TransWikia.com

CQRS for avoiding heavy joins

Software Engineering Asked by Atef on October 29, 2021

I’ve been wondering about what is a perfect use case for CQRS where the benefits overcome the complexity and the cost with come with the package. So for me to better understand it, I want to share with you a theoretical use case and we can see together whether it’s a good CQRS fit or not, and if not what alternatives would be good in this case.

Let’s say we have the following very simple model:
Simple model
As
we can see, we have departments which have multiple students where they can pass exams on subjects which are classified into categories. Very simple.

Let’s also say our solution have a screen where we want to display all these information. Here’s our ugly UI for this page:

Our ugly UI

As you can see the information shown in the table must be extracted from all the entities shown above. So we have a lot of joins.

Supposing that our client have w very successful online school with millions students. And they do not tolerate performance issues, so the solution must be as fast as possible.

It’s clear that there are multiple joins when displaying this page, so to improve the overall readability we went ahead and started experimenting on CQRS.
We need to add a new database for read operations which stores all the above information in a single row, so the read model for our view is as follows:

enter image description here

This will definitively make reading faster but it will also make thing more complicated. For example, we need an event source to publish event that sync the read database with the write database, etc…

So my question is, in this particular use case, is CQRS beneficial ?

One Answer

CQRS is about two types of interactions, one that mutates state (writes) and one that does not mutate state (reads). It says you shouldn't have everything into one place, since you usually treat writes and reads differently. Writes for example need more constraints when it comes to transactions, which you are forced to have in place also for reads because you operate on the same set of data that others might update. If you read from a different place you can, at the extreme, read with no need for transactions whatsoever because all you do is read and nobody does changes to the data.

For the use case you are describing, the CQRS pattern can work nicely. In this case, having separate tables (student, department, subject, etc) is good for writes (high normalization database) but it's bad for reads because you need lots of joins (you need data denormalized for reads to gain higher performance). So splitting the two, makes sense.

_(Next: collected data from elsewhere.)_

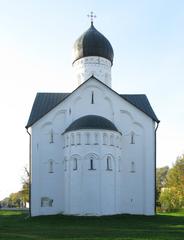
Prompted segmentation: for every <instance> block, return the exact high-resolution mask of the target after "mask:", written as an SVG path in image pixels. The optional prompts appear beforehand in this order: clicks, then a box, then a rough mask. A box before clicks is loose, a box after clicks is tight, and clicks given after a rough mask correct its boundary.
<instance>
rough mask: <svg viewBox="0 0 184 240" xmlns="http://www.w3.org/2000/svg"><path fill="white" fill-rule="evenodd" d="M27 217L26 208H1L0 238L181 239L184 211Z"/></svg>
mask: <svg viewBox="0 0 184 240" xmlns="http://www.w3.org/2000/svg"><path fill="white" fill-rule="evenodd" d="M26 217H27V213H25V212H19V211H17V212H14V211H13V212H9V213H7V214H6V213H4V214H1V212H0V239H4V240H6V239H8V240H12V239H38V240H39V239H42V240H43V239H46V240H47V239H52V240H55V239H96V240H97V239H99V240H102V239H118V240H120V239H126V240H134V239H151V240H158V239H160V240H171V239H174V240H183V239H184V215H183V216H182V215H181V216H173V215H171V216H170V215H163V214H161V215H157V216H152V217H148V216H133V215H116V216H105V217H77V216H64V215H55V216H40V217H34V218H27V219H26Z"/></svg>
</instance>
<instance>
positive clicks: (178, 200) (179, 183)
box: [159, 155, 184, 211]
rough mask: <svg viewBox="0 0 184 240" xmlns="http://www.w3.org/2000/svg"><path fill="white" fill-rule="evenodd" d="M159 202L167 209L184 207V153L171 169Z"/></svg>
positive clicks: (161, 204) (163, 189)
mask: <svg viewBox="0 0 184 240" xmlns="http://www.w3.org/2000/svg"><path fill="white" fill-rule="evenodd" d="M159 202H160V203H161V207H162V209H164V210H166V211H167V210H168V211H170V210H173V209H180V208H182V207H184V155H182V156H180V157H178V158H177V160H176V162H175V164H174V165H173V167H172V168H171V169H169V171H168V173H167V175H166V183H165V188H162V190H161V193H160V197H159Z"/></svg>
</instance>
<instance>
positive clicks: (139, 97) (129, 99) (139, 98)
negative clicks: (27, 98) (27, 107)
mask: <svg viewBox="0 0 184 240" xmlns="http://www.w3.org/2000/svg"><path fill="white" fill-rule="evenodd" d="M91 79H94V80H96V81H97V82H99V83H100V84H102V85H104V86H105V87H107V88H108V89H110V90H111V91H112V92H114V93H115V94H117V95H118V96H119V97H121V98H123V99H124V100H126V101H127V102H129V103H130V104H132V105H134V106H135V107H136V108H138V109H139V110H141V111H142V112H144V113H145V114H146V115H147V116H149V117H150V118H152V119H153V120H154V121H156V122H159V120H158V118H157V116H156V115H155V113H154V111H153V109H152V107H151V105H150V103H149V101H148V98H147V97H146V95H144V94H136V95H135V94H118V93H117V92H116V91H114V90H113V89H111V88H110V87H108V86H107V85H105V84H104V83H103V82H101V81H100V80H98V79H97V78H95V77H94V76H92V77H90V78H89V79H88V80H87V81H85V82H84V83H82V84H81V85H80V86H79V87H77V88H76V89H75V90H74V91H73V92H71V93H37V95H36V98H35V100H34V103H33V107H32V110H31V114H30V117H29V120H28V123H27V125H26V128H29V127H31V126H32V125H33V124H34V123H36V122H37V121H38V120H39V119H41V118H42V117H43V116H44V115H46V114H47V113H48V112H50V111H51V110H52V109H53V108H55V107H56V106H57V105H59V104H60V103H61V102H62V101H64V100H65V99H66V98H67V97H68V96H70V95H72V94H73V93H74V92H75V91H77V90H78V89H79V88H81V87H82V86H83V85H84V84H86V83H87V82H88V81H90V80H91Z"/></svg>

The challenge will be how to get you data from the "write database" into the "read database" and keep them in sync. You can do that with ETL in batches at night, in real time if the ETL tools support it, you can have some job run at night when nobody uses your application and do the joins and write them in a separate denormalized table overwriting everything, you can have timestamps on your exam records and a job at night that processes only what's new from the last time you did the joins instead of overwriting everything, etc. How you do this depends if you want to be delays between when the data is available in the write database and when it can be retrieved from the read database.

Before jumping to CQRS though, you might want to analyze your use cases to see exactly what data you extract from the database and display in the UI. If it's always something for just one user or one exam or whatever, maybe more indexes on the write database might be sufficient. That way you avoid having to add another database and complicate your design.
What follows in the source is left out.